Positively selected genes.

We identified 6,715 orthologous groups shared by 13 teleosts. A total of 3,718 single-copy gene families were used to construct a phylogenetic tree and to estimate times since lineage divergence using the methods described above. Using PRANK, orthologous gene sequences were aligned, and poorly aligned sequences with gaps were removed using Gblocks[80]. Alignments showing less than 40% identity and genes shorter than 150 bp were eliminated in subsequent procedures. Using the Codeml programme, the values of dN (ratio of nonsynonymous), dS (ratio of synonymous) and ω (average dN/dS ratio) were estimated for each gene implemented in the PAML package with the free-ratio model[82] under F3X4 codon frequencies. The orthologues with ω ≤ 5 and dS ≤ 3 were retained[84]. We applied basic and branch-site models to define positively selected genes, and likelihood ratio tests were used to remove genes under relaxation of selective pressure. To identify functional categories and pathways that were enriched in the positively selected genes, we performed the Blast2GO enrichment test[85] with the Fisher’s exact test (cutoff: P ≤ 0.05).

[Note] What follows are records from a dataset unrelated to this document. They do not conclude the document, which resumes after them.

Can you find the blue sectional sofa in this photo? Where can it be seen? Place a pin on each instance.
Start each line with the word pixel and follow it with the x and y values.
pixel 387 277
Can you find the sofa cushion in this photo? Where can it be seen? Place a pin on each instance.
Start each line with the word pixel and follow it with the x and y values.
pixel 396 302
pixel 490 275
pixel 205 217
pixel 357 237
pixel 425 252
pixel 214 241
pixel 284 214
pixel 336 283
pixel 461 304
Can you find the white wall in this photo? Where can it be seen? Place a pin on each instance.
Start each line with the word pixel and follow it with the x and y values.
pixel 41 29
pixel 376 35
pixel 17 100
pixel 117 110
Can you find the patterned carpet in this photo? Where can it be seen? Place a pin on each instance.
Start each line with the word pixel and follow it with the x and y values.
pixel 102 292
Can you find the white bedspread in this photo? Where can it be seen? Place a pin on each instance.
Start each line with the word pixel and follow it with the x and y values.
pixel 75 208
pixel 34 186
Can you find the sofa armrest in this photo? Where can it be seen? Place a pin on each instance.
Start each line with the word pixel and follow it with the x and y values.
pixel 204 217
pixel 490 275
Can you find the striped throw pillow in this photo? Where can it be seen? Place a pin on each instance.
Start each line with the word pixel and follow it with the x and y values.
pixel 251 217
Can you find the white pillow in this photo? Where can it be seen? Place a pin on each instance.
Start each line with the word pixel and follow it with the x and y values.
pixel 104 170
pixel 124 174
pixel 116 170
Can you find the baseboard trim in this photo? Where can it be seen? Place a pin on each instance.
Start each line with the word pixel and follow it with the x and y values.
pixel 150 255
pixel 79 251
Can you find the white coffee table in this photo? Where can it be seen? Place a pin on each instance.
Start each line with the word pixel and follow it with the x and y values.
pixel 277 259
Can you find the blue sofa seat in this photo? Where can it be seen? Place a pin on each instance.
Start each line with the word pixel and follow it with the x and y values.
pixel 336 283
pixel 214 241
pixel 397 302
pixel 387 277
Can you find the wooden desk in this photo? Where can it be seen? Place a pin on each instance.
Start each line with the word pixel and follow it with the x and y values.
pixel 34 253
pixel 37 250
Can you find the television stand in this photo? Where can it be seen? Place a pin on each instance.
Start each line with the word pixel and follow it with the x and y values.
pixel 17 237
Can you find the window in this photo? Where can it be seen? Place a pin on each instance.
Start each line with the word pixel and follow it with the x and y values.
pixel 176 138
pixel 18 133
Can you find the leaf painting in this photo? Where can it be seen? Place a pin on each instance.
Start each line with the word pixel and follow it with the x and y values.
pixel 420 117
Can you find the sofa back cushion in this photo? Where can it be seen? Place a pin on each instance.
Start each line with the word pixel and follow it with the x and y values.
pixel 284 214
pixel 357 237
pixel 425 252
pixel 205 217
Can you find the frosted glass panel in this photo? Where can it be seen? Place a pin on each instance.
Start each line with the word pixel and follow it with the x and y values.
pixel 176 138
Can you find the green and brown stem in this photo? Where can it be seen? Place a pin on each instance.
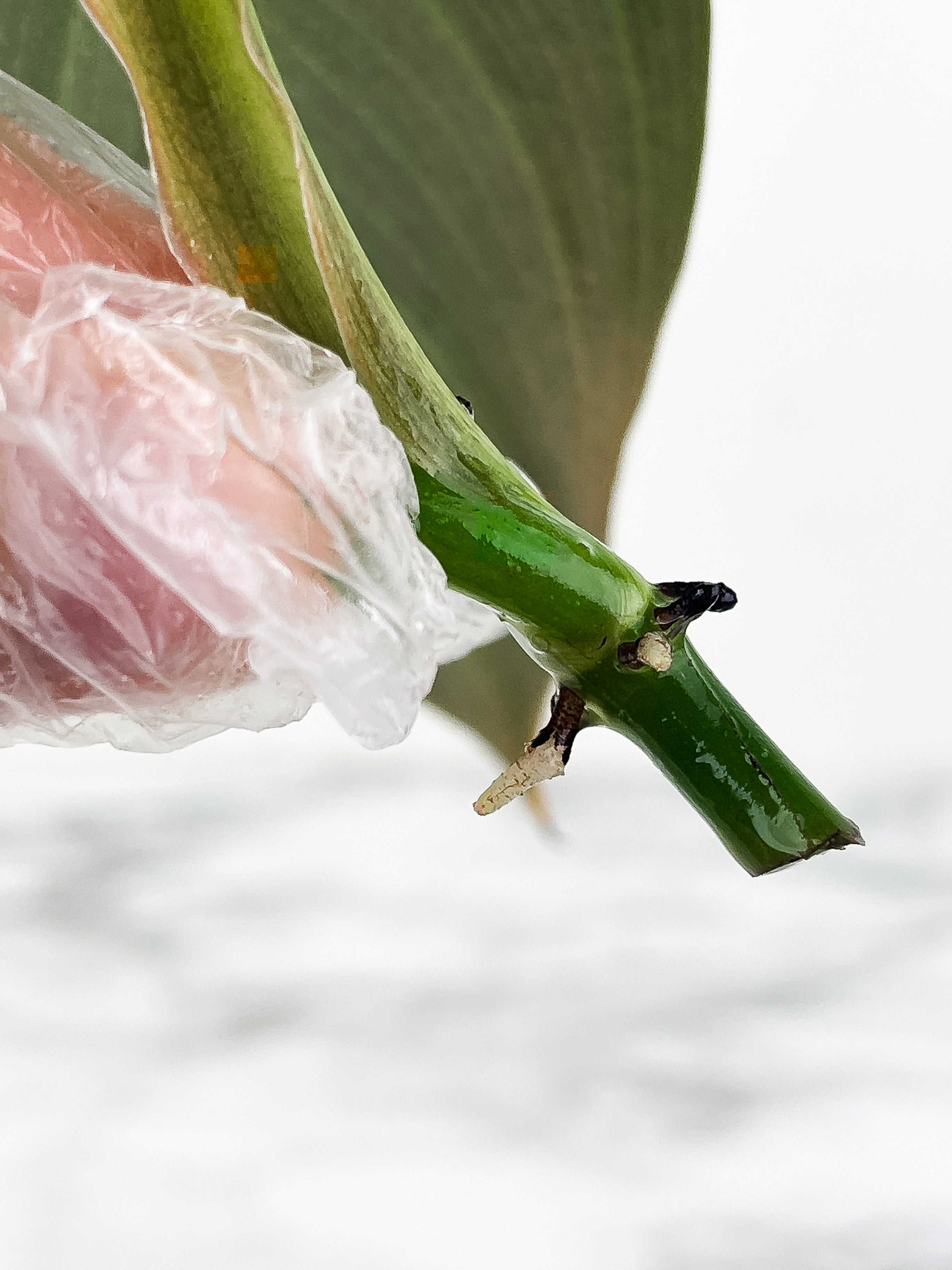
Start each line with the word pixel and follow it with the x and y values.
pixel 239 181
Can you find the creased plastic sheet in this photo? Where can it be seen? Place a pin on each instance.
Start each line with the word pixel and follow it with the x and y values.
pixel 203 524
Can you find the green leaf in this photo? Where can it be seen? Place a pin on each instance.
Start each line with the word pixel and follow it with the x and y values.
pixel 235 168
pixel 55 49
pixel 522 177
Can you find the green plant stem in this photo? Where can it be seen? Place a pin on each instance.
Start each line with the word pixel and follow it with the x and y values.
pixel 234 169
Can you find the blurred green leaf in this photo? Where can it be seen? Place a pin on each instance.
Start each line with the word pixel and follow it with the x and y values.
pixel 522 176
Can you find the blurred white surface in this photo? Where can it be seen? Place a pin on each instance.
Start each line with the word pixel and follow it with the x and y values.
pixel 275 1003
pixel 795 440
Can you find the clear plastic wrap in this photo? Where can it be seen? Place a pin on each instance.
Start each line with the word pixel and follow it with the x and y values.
pixel 203 524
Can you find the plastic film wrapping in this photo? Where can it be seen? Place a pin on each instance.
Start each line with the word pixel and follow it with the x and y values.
pixel 203 524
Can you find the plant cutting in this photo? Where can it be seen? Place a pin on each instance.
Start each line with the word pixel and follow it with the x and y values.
pixel 240 186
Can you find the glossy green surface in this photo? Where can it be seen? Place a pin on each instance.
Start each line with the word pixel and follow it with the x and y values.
pixel 200 65
pixel 765 811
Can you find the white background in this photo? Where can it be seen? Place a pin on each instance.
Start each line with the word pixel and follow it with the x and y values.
pixel 275 1003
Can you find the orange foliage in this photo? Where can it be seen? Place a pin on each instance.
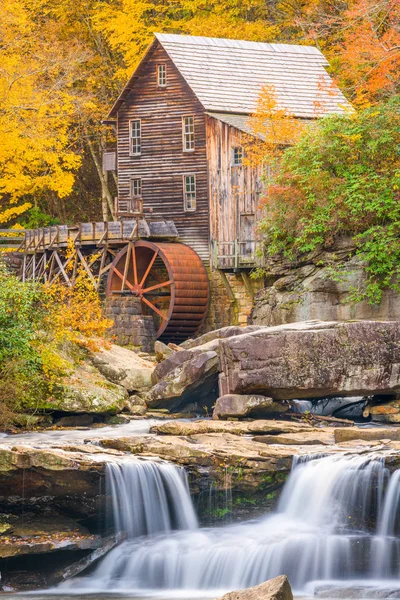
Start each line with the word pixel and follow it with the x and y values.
pixel 370 50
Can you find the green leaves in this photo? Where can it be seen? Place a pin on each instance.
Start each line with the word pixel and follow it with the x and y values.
pixel 342 177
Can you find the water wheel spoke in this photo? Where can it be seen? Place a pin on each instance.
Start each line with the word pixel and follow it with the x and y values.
pixel 157 286
pixel 128 255
pixel 135 278
pixel 151 263
pixel 154 308
pixel 130 286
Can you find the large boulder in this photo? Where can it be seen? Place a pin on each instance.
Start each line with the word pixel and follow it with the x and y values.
pixel 313 360
pixel 124 367
pixel 189 375
pixel 85 390
pixel 386 411
pixel 192 379
pixel 304 290
pixel 274 589
pixel 234 405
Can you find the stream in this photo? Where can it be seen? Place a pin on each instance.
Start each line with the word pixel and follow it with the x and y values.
pixel 335 533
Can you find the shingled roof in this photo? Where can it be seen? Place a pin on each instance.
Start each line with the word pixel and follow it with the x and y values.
pixel 227 75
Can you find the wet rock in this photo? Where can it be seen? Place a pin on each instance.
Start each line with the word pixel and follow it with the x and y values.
pixel 307 438
pixel 313 360
pixel 218 334
pixel 274 589
pixel 162 351
pixel 77 567
pixel 386 411
pixel 124 367
pixel 116 420
pixel 67 477
pixel 305 290
pixel 75 421
pixel 28 421
pixel 193 378
pixel 371 434
pixel 31 535
pixel 357 592
pixel 234 405
pixel 86 391
pixel 253 467
pixel 179 428
pixel 342 408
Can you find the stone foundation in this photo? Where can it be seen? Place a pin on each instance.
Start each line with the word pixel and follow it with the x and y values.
pixel 230 304
pixel 229 308
pixel 130 328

Inference of demographic history.

The PSMC analysis[33], based on a hidden Markov model, has been used to estimate the history of effective population sizes based on genome-wide heterozygous sequence data[32,86]. To obtain consensus diploid sequences, error-corrected reads from the female icefish used for genome sequencing were aligned back to the reference genome using BWA-MEM (BWA version 0.7.15)[87] with default settings. Heterozygous variants were called using SAMtools mpileup (version 1.2) with bcftools call (version 1.2) and vcfutils.pl vcf2fq pipeline (https://github.com/lh3/psmc) with the following settings: the excessive mismatch containing reads filtering (-C) was set to 50, the minimum read depth (-d) was set to 8 (which is one-third of the average genome coverage of 24) and the maximum read depth (-D) was set to 49 (which is twice the average genome coverage). Genome-wide consensus fastq files were converted to PSMC modelling input files (psmcfa) using the fq2psmcfa tool provided in the PSMC package. Inference of population history was carried out using the psmc tool with the options ‘-N25 -t15 -r5 -p “4 + 25*2 + 4 + 6’ and plotted setting the generation time to 7 (because C. aceratus first spawns eggs at an age of 6–8 years) and a mutation rate of 3.28 × 10−9 (which is the rate obtained in this study). The mutation rate was estimated based on the Jukes–Cantor distance (D) between C. aceratus and P. charcoti among 3,718 one-to-one orthologous genes using the mutation rate formula μ = D/2t = 3.28 × 10−9 (D = 0.011 and t = 6.7 Myr were obtained in this study).

Gene family analyses.

Genes belonging to families of interest were curated using manual gene search methods. Target gene sequences from the genomes of several teleost fishes were used to directly search the icefish genome database. The protein sequences of these manually curated genes were aligned using Clustal Omega[88] and MUSCLE[89]. Phylogenetic trees were constructed using FastTree[90] or RAxML with 1,000 bootstraps. The timing of gene duplication events was estimated using the mutation rate formula μ = D/2t = 3.28 × 10−9.

Reporting Summary.

Further information on research design is available in the Nature Research Reporting Summary linked to this article.